You get what you pay for, she said.

"The problem is, public libraries are so underfunded and reclamation costs a hell of a lot more than doing it right the first time," she said.

"I guarantee you we're at the bottom or close to it when it comes to spending. It's one of those situations: Thank God for Mississippi because without them we could be in last place. It's sad but true," said Rudd, who saw the Legislature cut funding for the library and archives by 64 percent two years ago.

The cuts included $14 million in state support for local libraries, she said.

Actually, Texas is sitting in the last row next to Tennessee and Mississippi when it comes to per capita funding for libraries, according to the Institute of Museum and Library Services in Washington, D.C.
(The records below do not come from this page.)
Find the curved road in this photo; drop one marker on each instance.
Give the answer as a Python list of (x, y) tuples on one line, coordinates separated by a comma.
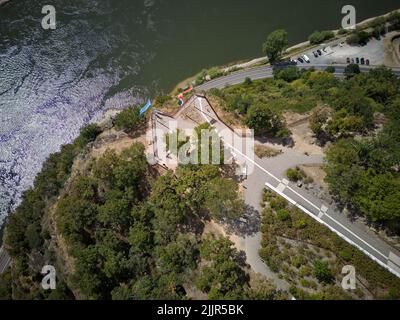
[(267, 72), (367, 242)]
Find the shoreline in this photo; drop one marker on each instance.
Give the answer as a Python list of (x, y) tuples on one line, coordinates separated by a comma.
[(3, 2), (292, 50)]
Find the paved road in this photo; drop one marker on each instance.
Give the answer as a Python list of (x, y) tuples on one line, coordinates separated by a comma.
[(263, 175), (266, 72), (4, 260)]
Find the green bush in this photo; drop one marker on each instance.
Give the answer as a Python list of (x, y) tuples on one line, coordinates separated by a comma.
[(330, 69), (129, 120), (283, 215), (322, 272), (293, 175), (318, 37), (358, 38)]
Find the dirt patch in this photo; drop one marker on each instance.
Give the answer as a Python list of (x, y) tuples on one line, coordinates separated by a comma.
[(263, 151), (317, 174), (230, 118), (303, 137), (391, 43), (116, 141)]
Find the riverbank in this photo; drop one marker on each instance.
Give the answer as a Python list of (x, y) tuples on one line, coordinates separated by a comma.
[(294, 50), (3, 2)]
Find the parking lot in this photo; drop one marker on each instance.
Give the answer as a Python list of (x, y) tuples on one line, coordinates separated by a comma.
[(337, 53)]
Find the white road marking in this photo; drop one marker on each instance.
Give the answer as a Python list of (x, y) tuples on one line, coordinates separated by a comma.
[(394, 258), (281, 187), (387, 266), (393, 266), (299, 195)]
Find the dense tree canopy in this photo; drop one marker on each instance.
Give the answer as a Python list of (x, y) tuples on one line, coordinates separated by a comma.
[(275, 45)]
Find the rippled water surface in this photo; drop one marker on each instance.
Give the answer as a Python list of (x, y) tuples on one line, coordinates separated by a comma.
[(113, 53)]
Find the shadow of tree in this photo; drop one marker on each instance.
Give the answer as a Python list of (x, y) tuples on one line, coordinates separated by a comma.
[(248, 225)]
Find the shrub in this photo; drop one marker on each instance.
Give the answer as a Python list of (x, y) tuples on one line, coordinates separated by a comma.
[(247, 81), (294, 174), (322, 272), (330, 69), (129, 119), (358, 38), (351, 70), (288, 74), (283, 215), (320, 36), (87, 134), (214, 72)]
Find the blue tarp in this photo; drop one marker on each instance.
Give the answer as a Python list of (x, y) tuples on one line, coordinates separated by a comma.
[(145, 107)]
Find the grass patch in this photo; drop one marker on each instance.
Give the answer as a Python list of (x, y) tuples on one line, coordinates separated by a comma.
[(262, 151)]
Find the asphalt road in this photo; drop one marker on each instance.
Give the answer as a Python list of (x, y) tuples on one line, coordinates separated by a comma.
[(264, 175), (267, 72), (4, 260)]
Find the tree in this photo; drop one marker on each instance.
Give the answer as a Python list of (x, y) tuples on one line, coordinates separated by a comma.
[(318, 120), (343, 169), (275, 45), (129, 119), (320, 36), (288, 74), (221, 277), (223, 200), (351, 70), (322, 272), (178, 256), (87, 134), (264, 120)]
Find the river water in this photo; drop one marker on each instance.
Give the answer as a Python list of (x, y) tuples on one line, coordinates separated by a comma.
[(107, 54)]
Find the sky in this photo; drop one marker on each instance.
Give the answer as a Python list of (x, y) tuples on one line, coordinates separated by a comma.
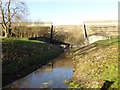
[(62, 12)]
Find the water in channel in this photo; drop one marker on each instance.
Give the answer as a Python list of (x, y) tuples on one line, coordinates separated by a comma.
[(52, 75)]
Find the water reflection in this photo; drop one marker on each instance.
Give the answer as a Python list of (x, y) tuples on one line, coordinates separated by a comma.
[(52, 75)]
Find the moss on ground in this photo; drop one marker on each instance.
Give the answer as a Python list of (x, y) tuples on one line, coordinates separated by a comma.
[(21, 56)]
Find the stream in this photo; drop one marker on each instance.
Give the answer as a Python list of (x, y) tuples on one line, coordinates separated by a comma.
[(52, 75)]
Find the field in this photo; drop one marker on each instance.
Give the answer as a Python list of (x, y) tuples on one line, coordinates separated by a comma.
[(21, 56)]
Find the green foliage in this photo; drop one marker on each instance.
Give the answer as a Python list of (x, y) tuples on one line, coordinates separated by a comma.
[(97, 62), (22, 56)]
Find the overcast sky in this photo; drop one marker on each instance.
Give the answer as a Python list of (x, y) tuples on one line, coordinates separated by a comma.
[(72, 11)]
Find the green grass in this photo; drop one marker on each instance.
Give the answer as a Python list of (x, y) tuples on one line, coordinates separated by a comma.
[(22, 56), (99, 62)]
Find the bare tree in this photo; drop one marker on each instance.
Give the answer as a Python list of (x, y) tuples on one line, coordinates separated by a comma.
[(11, 11)]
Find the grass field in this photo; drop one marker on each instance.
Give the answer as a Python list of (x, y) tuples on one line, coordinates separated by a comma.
[(96, 63), (21, 56)]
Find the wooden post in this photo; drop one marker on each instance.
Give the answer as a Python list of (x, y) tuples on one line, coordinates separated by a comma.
[(51, 34), (86, 35)]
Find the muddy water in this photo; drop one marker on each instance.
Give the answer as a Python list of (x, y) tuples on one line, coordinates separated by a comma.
[(52, 75)]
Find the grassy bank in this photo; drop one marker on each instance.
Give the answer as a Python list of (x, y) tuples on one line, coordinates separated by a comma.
[(96, 64), (22, 56)]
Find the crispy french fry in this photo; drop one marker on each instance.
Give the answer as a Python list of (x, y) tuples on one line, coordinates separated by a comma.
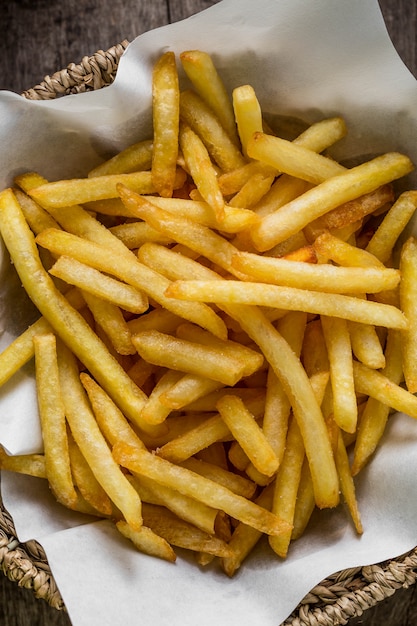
[(199, 165), (328, 195), (233, 292), (145, 540), (198, 487), (383, 241), (333, 248), (130, 271), (320, 277), (196, 236), (21, 350), (65, 193), (188, 388), (92, 443), (102, 286), (134, 158), (293, 159), (375, 414), (347, 485), (182, 534), (53, 422), (236, 483), (245, 537), (286, 486), (354, 210), (339, 349), (376, 385), (186, 356), (70, 326), (248, 113), (366, 345), (111, 320), (86, 482), (246, 431), (29, 464), (165, 110), (199, 116), (201, 71), (408, 299), (187, 509)]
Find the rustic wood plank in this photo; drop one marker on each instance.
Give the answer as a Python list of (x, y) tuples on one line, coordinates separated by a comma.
[(38, 38)]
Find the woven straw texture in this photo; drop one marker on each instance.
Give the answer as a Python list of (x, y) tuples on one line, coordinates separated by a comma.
[(336, 599)]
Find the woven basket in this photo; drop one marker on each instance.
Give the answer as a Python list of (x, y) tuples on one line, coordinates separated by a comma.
[(336, 599)]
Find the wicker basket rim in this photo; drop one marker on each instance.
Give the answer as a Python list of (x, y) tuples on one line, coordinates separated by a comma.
[(338, 598)]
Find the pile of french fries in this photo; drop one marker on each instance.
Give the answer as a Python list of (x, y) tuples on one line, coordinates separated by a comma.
[(227, 320)]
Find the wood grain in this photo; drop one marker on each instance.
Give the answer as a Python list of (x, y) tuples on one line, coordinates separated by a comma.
[(39, 38)]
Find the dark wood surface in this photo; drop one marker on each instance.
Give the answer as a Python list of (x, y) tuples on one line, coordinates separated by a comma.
[(39, 37)]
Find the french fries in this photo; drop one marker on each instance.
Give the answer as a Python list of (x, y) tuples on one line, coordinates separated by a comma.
[(222, 316)]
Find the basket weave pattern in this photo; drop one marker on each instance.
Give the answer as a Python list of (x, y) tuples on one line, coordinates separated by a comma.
[(336, 599)]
In 2010, Texas spent $19.54 per capita on public libraries, just ahead of Tennessee ($16.65) and Mississippi ($16.29).

By comparison, Washington, D.C., spent $68.15 per capita, followed by Illinois ($65.23) and Ohio ($59.75). Nationally, the average was $37.97.

California finished at No. 33, spending $33.37, $13.83 more than Texas.
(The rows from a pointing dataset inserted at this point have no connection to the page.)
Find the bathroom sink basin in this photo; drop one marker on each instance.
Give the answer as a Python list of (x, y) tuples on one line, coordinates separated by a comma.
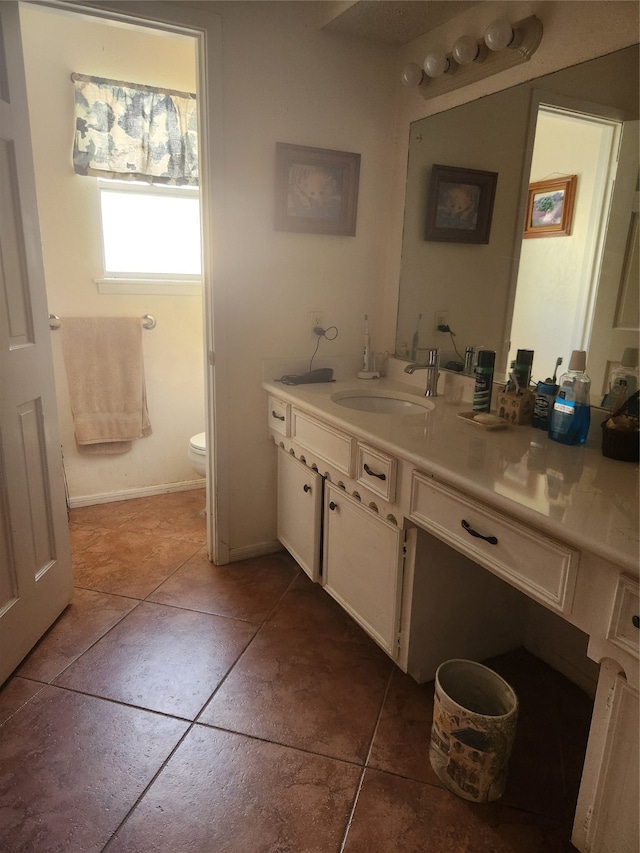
[(383, 402)]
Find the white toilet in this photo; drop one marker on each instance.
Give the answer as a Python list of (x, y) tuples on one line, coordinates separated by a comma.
[(198, 453)]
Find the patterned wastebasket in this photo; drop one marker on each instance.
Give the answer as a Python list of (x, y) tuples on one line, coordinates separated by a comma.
[(474, 724)]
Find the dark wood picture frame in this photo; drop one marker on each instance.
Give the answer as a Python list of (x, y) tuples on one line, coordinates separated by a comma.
[(316, 190), (460, 205), (550, 207)]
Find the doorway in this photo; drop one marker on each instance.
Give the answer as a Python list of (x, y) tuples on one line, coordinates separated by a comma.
[(558, 275), (89, 41)]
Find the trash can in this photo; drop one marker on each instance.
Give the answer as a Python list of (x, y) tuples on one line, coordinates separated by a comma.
[(474, 724)]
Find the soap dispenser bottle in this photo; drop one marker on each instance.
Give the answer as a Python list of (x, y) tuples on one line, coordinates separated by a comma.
[(571, 413)]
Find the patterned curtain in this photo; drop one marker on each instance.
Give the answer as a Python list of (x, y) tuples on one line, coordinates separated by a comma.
[(128, 131)]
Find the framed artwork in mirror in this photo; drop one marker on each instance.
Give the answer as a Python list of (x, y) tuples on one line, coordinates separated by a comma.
[(316, 190), (460, 205), (550, 207)]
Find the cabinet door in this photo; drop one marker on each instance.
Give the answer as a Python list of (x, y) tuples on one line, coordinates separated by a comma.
[(609, 801), (300, 512), (362, 566)]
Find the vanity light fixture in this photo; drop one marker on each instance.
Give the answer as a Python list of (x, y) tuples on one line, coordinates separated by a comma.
[(503, 46), (437, 63)]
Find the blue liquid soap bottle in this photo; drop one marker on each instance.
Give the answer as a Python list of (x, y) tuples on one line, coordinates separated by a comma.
[(571, 413)]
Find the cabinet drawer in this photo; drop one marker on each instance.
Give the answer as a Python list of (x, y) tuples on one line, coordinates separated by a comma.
[(544, 569), (279, 416), (330, 444), (624, 628), (377, 472)]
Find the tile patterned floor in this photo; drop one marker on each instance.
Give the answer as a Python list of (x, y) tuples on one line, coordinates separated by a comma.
[(179, 706)]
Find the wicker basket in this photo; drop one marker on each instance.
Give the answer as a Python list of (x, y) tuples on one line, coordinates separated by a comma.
[(620, 444)]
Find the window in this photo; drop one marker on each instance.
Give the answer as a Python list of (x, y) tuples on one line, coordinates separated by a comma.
[(151, 236)]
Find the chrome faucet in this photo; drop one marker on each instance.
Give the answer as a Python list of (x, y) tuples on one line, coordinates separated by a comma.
[(432, 365)]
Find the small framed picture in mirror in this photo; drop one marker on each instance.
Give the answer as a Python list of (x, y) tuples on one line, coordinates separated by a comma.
[(460, 205), (550, 207), (316, 190)]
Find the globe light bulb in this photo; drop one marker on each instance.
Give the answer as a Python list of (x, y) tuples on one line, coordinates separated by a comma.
[(412, 75), (465, 50), (436, 63), (498, 35)]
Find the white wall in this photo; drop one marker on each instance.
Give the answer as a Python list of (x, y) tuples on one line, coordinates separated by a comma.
[(56, 44)]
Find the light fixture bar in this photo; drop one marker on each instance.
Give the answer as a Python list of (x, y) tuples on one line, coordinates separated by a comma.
[(526, 40)]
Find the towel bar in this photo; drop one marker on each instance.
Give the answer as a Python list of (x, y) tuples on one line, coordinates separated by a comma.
[(148, 322)]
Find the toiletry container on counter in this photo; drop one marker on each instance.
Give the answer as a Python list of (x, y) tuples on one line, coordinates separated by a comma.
[(571, 413)]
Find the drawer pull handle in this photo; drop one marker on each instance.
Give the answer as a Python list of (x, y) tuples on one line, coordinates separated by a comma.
[(373, 473), (492, 540)]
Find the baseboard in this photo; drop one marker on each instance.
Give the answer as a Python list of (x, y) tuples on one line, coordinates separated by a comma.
[(260, 549), (144, 492)]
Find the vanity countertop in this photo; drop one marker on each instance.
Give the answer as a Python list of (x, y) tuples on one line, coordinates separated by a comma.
[(571, 493)]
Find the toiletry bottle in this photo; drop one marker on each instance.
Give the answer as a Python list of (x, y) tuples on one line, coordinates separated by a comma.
[(524, 364), (571, 414), (416, 340), (484, 381), (624, 380), (545, 397), (366, 352), (469, 356)]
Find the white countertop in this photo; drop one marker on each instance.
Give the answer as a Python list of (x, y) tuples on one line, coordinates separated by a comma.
[(571, 493)]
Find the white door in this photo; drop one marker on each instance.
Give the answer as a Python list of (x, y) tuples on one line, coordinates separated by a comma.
[(35, 560), (615, 319)]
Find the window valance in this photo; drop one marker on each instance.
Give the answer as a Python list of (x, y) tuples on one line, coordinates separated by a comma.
[(132, 131)]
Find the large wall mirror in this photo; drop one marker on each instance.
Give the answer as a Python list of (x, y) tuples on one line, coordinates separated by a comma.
[(556, 292)]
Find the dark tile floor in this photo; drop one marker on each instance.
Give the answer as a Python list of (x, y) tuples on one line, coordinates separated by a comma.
[(179, 706)]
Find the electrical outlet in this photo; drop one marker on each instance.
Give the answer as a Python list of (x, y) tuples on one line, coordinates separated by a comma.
[(440, 320), (316, 320)]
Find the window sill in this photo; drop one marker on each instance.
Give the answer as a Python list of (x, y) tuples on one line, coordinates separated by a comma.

But it's not all about the money.

Texans also score low when it comes to actually using public libraries, according to the institute.

The state ranked 48th with 3.44 library visits per capita, just a smidgen ahead of No. 51 Mississippi at 3.34 visits. New Hampshire was No. 1 with 8.18 visits per capita, while California was 35th at 4.63.

In the 2012 literacy study, Fort Worth's and Dallas' highest rankings were No. 16.5 in Internet resources. Austin was No. 6.

The category includes the number of Internet book orders, the number of households owning an e-book reader, and the number of unique visitors and Web page views at the city's Internet newspaper. Fort Worth ranked No. 37.5 in newspaper circulation.

Oddly, Plano ranked No. 1 in educational attainment but only No. 72.5 in newspaper circulation and tied for the bottom with 18 cities, including Arlington, for Internet resources.

Rudd is not optimistic about a Texas turnaround on libraries or literacy.

"The Legislature is talking about more cuts," she said. "To me, it is so shortsighted. If you really want to improve education in Texas, why would you ignore the resource that has 560 outlets scattered across the state that are perfectly prepared to address the problem of literacy?

"Yet the Legislature does ignore them and look where we are."